5. Modulation of dopamine transmission by muscarinic
acetylcholine receptors
Metabotropic effects of acetylcholine, including regulation of
dopaminergic transmission, are mediated by five subtypes of muscarinic
acetylcholine receptors (M1-M5) that signal through Gαq(M1, M3, M5) or Gαi/o (M2, M4) (Kruse et al., 2014). In
the midbrain and striatum, these receptors exert complex regulatory
control over dopamine release. Nonselective activation of muscarinic
receptors increases extracellular dopamine levels in freely moving rats
as measured by microdialysis (Smolders et al., 1997). In striatal
slices, nonselective mAChR activation decreases dopamine release evoked
by low-frequency electrical stimulation (Threlfell et al., 2010).
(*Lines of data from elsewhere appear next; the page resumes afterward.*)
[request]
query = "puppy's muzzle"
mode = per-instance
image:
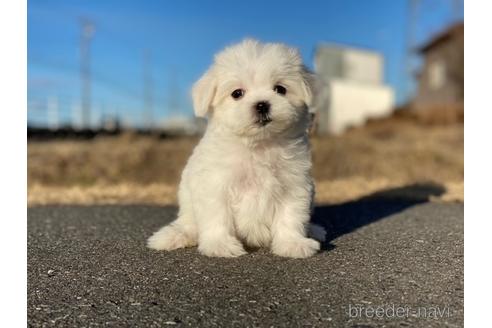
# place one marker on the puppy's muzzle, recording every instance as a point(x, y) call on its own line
point(263, 112)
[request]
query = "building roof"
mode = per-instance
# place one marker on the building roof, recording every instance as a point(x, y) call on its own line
point(455, 29)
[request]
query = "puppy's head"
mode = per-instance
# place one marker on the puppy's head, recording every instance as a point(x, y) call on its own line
point(255, 90)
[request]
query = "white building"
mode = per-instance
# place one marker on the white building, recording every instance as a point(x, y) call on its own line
point(352, 89)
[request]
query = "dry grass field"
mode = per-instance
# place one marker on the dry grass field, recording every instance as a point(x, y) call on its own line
point(128, 169)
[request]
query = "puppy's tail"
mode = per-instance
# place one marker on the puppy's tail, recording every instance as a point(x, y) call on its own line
point(316, 232)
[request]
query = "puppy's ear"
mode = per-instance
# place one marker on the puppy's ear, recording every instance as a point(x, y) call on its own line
point(308, 86)
point(203, 93)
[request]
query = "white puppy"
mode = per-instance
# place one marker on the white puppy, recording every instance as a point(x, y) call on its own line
point(248, 181)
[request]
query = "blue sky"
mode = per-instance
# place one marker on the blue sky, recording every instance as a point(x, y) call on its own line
point(182, 36)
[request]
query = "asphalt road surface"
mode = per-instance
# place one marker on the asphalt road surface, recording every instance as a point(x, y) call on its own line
point(88, 266)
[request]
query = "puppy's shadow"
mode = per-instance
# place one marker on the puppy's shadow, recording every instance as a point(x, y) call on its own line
point(340, 219)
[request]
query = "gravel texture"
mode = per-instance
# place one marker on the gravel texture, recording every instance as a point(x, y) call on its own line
point(88, 266)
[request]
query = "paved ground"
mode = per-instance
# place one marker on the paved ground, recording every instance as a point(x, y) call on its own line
point(88, 266)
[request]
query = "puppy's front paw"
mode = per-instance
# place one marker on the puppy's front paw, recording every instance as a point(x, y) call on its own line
point(169, 238)
point(221, 247)
point(297, 248)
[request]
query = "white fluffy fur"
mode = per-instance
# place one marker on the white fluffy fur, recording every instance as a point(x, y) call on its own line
point(248, 184)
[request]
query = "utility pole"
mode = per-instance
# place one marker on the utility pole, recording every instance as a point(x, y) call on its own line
point(409, 63)
point(148, 94)
point(53, 118)
point(173, 96)
point(88, 30)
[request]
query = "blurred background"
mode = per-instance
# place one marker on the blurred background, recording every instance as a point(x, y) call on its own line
point(110, 118)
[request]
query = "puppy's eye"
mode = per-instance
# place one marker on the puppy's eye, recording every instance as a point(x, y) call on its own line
point(280, 89)
point(238, 93)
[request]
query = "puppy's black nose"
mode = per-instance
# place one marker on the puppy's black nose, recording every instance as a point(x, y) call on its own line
point(262, 107)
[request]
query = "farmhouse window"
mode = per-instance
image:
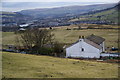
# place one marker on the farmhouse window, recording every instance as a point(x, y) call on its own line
point(82, 49)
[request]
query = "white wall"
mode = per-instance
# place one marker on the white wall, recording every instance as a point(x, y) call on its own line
point(89, 51)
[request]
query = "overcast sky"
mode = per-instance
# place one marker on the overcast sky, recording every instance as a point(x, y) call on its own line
point(17, 5)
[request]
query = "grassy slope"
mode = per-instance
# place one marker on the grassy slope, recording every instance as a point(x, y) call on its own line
point(108, 15)
point(70, 36)
point(17, 65)
point(8, 38)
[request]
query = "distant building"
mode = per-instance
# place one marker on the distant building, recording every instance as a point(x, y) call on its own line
point(89, 47)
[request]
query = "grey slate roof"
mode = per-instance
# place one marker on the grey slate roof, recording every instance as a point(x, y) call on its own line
point(92, 40)
point(96, 39)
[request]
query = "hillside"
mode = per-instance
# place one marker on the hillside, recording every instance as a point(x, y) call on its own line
point(17, 65)
point(13, 17)
point(63, 11)
point(105, 16)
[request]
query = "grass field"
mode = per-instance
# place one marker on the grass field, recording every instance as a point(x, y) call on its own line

Conversely, muscarinic receptor activation can enhance dopamine release
evoked by high-frequency stimulation (Threlfell et al., 2010). Of the
five muscarinic receptor subtypes, pharmacological and genetic
approaches have identified roles for M1, M4, and M5 in modulating
dopamine release; these receptors act through a variety of mechanisms,
including direct modulation of somatic and terminal dopamine neuron
activity and indirect mechanisms such as modulation of striatal
acetylcholine and endocannabinoid (eCB) release. Muscarinic receptors
contribute to reward-associated learning and behaviors in a variety of
ways. For example, broad blockade of accumbal muscarinic receptors
attenuates cue-induced dopamine release and prevents cue-induced
invigoration of reward seeking in a Pavlovian-to-instrumental transfer
(PIT) task (Collins et al., 2016). Thus, multiple muscarinic receptor
subtypes are likely to play modulatory roles in responses to
psychoactive drugs that enhance dopamine transmission.